ARNOLFO
Si ignora la data di nascita di questo arcivescovo milanese, che Bernoldo di Costanza denomina A. di Porta Argentea, mentre il cronista milanese Landolfo detto "Iuniore" lo dice appartenente alla famiglia dei capitanei di Porta Orientale. Venne eletto arcivescovo di Milano il 6 dic. 1093,due giorni dopo la morte del predecessore Anselmo III, del quale doveva essere stato il più diretto collaboratore. Il re Corrado II conferì ad A. l'investitura con il pastorale. Non è chiaro come o addirittura se avvenisse una consacrazione. Pare che la consacrazione sia stata compiuta da uno solo dei suffraganei della metropoli ambrosiana, non perché in Milano non fossero presenti altri vescovi (poco prima, infatti, era avvenuta l'incoronazione di Corrado), ma perché questi erano simoniaci e non potevano pertanto consacrare in maniera legittima né (secondo l'opinione degli appartenenti a una certa tendenza) valida. Il legato pontificio, il quale si trovava a Milano probabilmente per incontrarsi con il re, dichiarò deposto Arnolfo. Secondo Pandolfo Pisano, autore della vita di Urbano II nel Liber Pontificalis, ilprovvedimento fu preso perché A. aveva ricevuto l'investitura da Corrado; e non è da escludere che la decisione sia stata anche provocata dall'intervento di cinque sacerdoti i quali, dopo la morte dell'arcivescovo Anselmo da Rho, avevano inviato al pontefice Urbano II una lettera in cui, dichiarandosi discepoli del patarino Arialdo, chiedevano il suo intervento affinché si evitasse alla Chiesa milanese di cadere sub avaro accipitre.
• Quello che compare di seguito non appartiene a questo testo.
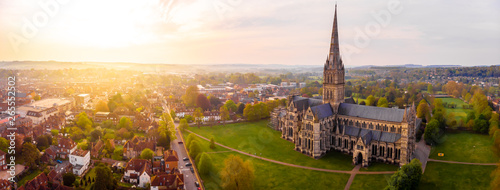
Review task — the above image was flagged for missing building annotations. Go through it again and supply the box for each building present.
[69,148,90,176]
[270,5,418,167]
[57,137,77,159]
[123,136,156,159]
[164,150,179,172]
[150,174,185,190]
[17,172,49,190]
[0,150,7,170]
[75,94,90,108]
[124,158,152,188]
[16,98,72,124]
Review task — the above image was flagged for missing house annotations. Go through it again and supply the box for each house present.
[164,150,179,173]
[0,179,11,190]
[0,150,7,170]
[150,174,185,190]
[18,172,49,190]
[40,145,58,164]
[90,140,104,158]
[124,158,152,188]
[57,137,77,159]
[69,148,90,176]
[123,136,156,159]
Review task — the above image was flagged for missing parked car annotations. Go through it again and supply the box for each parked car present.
[178,141,183,144]
[185,162,192,167]
[56,160,62,164]
[195,181,200,187]
[183,157,189,161]
[190,167,194,173]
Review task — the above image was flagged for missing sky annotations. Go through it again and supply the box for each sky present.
[0,0,499,67]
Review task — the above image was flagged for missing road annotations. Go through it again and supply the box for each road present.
[164,102,201,190]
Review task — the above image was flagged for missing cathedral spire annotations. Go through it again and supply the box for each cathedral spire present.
[327,3,342,69]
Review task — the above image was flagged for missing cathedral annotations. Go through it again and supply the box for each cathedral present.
[270,5,420,167]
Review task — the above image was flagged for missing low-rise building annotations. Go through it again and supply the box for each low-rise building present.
[57,137,77,159]
[150,174,185,190]
[69,148,90,176]
[124,158,152,188]
[0,150,7,170]
[164,150,179,173]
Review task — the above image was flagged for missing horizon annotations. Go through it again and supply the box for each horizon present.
[1,0,499,67]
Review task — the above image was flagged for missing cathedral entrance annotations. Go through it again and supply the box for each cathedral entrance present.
[357,153,363,165]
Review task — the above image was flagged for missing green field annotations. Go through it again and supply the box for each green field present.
[429,132,498,163]
[359,162,399,172]
[438,98,470,121]
[200,152,350,190]
[188,120,355,171]
[350,174,392,190]
[419,162,495,190]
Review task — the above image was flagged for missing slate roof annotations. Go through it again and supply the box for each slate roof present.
[338,103,405,122]
[292,96,323,111]
[310,103,333,120]
[343,126,401,143]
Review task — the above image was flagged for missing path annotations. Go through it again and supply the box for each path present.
[414,136,431,172]
[186,129,395,176]
[344,165,361,190]
[427,159,497,166]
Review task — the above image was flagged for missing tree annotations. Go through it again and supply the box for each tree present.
[170,110,176,120]
[182,85,199,107]
[196,94,211,111]
[90,130,102,142]
[76,112,92,131]
[243,104,259,121]
[22,142,41,168]
[210,137,216,149]
[427,84,434,94]
[385,159,422,190]
[194,108,204,127]
[179,119,189,131]
[491,163,500,190]
[473,114,489,134]
[220,155,255,190]
[416,100,430,122]
[366,95,375,106]
[186,133,196,148]
[237,103,245,115]
[95,100,110,112]
[36,135,52,151]
[117,117,133,131]
[220,106,230,126]
[189,140,202,159]
[63,172,76,186]
[198,152,213,175]
[464,93,472,103]
[112,148,123,160]
[377,97,389,108]
[0,137,8,153]
[424,119,440,145]
[94,163,117,190]
[157,132,171,149]
[140,148,154,159]
[224,100,238,112]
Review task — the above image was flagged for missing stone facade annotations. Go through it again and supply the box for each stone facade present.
[270,5,419,167]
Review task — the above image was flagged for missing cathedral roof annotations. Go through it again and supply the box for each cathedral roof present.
[310,103,334,120]
[292,96,323,111]
[338,103,406,122]
[343,126,401,143]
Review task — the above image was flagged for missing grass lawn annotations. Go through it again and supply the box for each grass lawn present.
[82,167,96,190]
[359,162,399,171]
[201,152,350,190]
[438,98,471,121]
[182,131,228,153]
[429,132,498,163]
[188,120,354,171]
[350,174,392,190]
[419,162,495,190]
[17,170,42,187]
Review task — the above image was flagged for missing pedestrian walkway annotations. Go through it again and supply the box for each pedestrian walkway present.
[427,159,497,166]
[344,165,361,190]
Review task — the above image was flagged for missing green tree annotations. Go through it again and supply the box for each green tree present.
[189,140,202,159]
[182,85,199,107]
[179,119,189,131]
[427,84,433,94]
[464,93,472,103]
[220,155,255,190]
[117,117,133,131]
[424,119,440,145]
[90,130,102,142]
[366,95,375,106]
[243,104,259,121]
[198,152,213,175]
[95,100,109,112]
[377,97,389,108]
[220,106,230,126]
[140,148,154,159]
[416,100,430,122]
[385,159,422,190]
[0,137,9,153]
[94,163,117,190]
[36,135,52,151]
[112,148,123,160]
[63,172,76,186]
[170,110,176,120]
[224,100,238,112]
[194,108,204,127]
[186,133,196,148]
[196,94,211,111]
[22,142,40,168]
[237,103,245,115]
[210,137,216,149]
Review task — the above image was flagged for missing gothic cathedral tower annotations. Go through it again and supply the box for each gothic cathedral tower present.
[323,4,345,108]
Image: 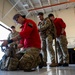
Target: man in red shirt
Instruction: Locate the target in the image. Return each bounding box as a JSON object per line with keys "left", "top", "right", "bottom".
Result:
{"left": 48, "top": 14, "right": 69, "bottom": 67}
{"left": 2, "top": 14, "right": 41, "bottom": 71}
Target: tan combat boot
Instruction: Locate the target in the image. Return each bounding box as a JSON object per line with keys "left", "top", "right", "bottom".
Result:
{"left": 50, "top": 63, "right": 58, "bottom": 67}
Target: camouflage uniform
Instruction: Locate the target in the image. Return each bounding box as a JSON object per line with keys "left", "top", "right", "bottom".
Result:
{"left": 38, "top": 21, "right": 47, "bottom": 63}
{"left": 19, "top": 47, "right": 40, "bottom": 71}
{"left": 56, "top": 35, "right": 69, "bottom": 64}
{"left": 0, "top": 31, "right": 19, "bottom": 70}
{"left": 53, "top": 18, "right": 69, "bottom": 65}
{"left": 38, "top": 18, "right": 57, "bottom": 66}
{"left": 0, "top": 46, "right": 19, "bottom": 71}
{"left": 8, "top": 31, "right": 19, "bottom": 48}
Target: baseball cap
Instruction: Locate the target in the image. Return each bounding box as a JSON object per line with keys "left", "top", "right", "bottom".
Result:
{"left": 13, "top": 14, "right": 21, "bottom": 21}
{"left": 13, "top": 14, "right": 26, "bottom": 21}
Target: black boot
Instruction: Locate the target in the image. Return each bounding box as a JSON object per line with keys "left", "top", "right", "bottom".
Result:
{"left": 63, "top": 63, "right": 69, "bottom": 67}
{"left": 38, "top": 53, "right": 44, "bottom": 69}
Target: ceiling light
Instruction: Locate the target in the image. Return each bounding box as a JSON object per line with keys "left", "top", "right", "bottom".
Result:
{"left": 23, "top": 3, "right": 28, "bottom": 7}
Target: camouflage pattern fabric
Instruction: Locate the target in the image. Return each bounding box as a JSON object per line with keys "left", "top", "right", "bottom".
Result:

Al principio del 1094A. si ritirò a far penitenza nel monastero di S. Pietro di Civate, dove probabilmente si era alcun tempo segregato anche il suo predecessore Anselmo. Dopo la volontaria segregazione in monastero, A. venne reintegrato da Urbano II nel suo ufficio. A questo punto merita particolare attenzione il problema della sua consacrazione episcopale. Le testimonianze di Bernoldo e di Pandolfo a tal proposito divergono completamente. Secondo Bernoldo, A. sarebbe stato eletto ma non consacrato (validamente, almeno) nel 1093,e pertanto il rito della consacrazione sarebbe stato celebrato per la prima volta (probabilmente nel marzo 1095)dai vescovi Dimone di Salisburgo, Udalrico di Passavia e Gabardo di Costanza, massimi esponenti del movimento riformatore tedesco e presenti al grande concilio di Piacenza.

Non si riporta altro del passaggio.